So do you think the 32 would be acceptable for general bearing lube (ie- NOT ceramic but just SS)? Can't find any ISO 22 royal purple anywhere in stores or online.


----------



## Dipsay (Apr 28, 2006)

Not a problem brotha, a little goes a long way. I put some on my finger and "Butter" the bearing in between my fingers and spin on a pencil or punch..


----------



## Rogue Runner (Dec 2, 2012)

All I use is Royal Purple. It seems to stick to the bearing better and last somewhat longer which it is designed for. Hot Sauce is a thinner mixture. I wash my bearings out sometimes with Hot Sauce kind of for a cleaner because it is thin it goes right throw the bearing not like Royal Purple it coats the balls in the bearing and sticks.


----------



## jtbailey (Apr 29, 2012)

crabtrap said:


> So do you think the 32 would be acceptable for general bearing lube (ie- NOT ceramic but just SS)? Can't find any ISO 22 royal purple anywhere in stores or online.

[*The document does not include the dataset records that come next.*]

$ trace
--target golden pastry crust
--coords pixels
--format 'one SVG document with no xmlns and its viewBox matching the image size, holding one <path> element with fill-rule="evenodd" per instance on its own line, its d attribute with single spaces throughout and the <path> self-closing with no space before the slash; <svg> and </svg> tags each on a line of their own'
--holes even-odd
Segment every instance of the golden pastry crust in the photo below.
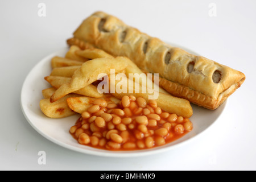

Here ya go.. $6.76 even comes with free shipping
http://www.amazon.com/gp/offer-listing/B004PKNXR8/ref=sr_1_2_olp?ie=UTF8&qid=1358971265&sr=8-2&keywords=royal+purple+synfilm&condition=new


----------



## crabtrap (Apr 24, 2005)

dead amazon link, pls post again


----------



## jtbailey (Apr 29, 2012)

I can't get the direct link on here. But go to Amazon and type in "Royal Purple Synfilm" it comes in a little 2oz bottle. for $6.76


----------



## jtbailey (Apr 29, 2012)

The royal purple manufature is it Porter, TX ... I go past it all the time, I'm getting in touch with the guys over there and see what they have to say, and see what they have that's maybe not sold in stores??


----------



## ClearLakeClayt (Aug 2, 2011)

jtbailey said:


> The royal purple manufature is it Porter, TX ... I go past it all the time, I'm getting in touch with the guys over there and see what they have to say, and see what they have that's maybe not sold in stores??


Cool, looking forward to hearing what you find out. Can we order directly from them?


----------



## jtbailey (Apr 29, 2012)

Here is what he sent me..,

Good afternoon John,

We are not going to have any oils near an ISO 10 available through our automotive division. We do make ISO 10 viscosity oils in our industrial division but the smallest available containers are 5 gallon pails.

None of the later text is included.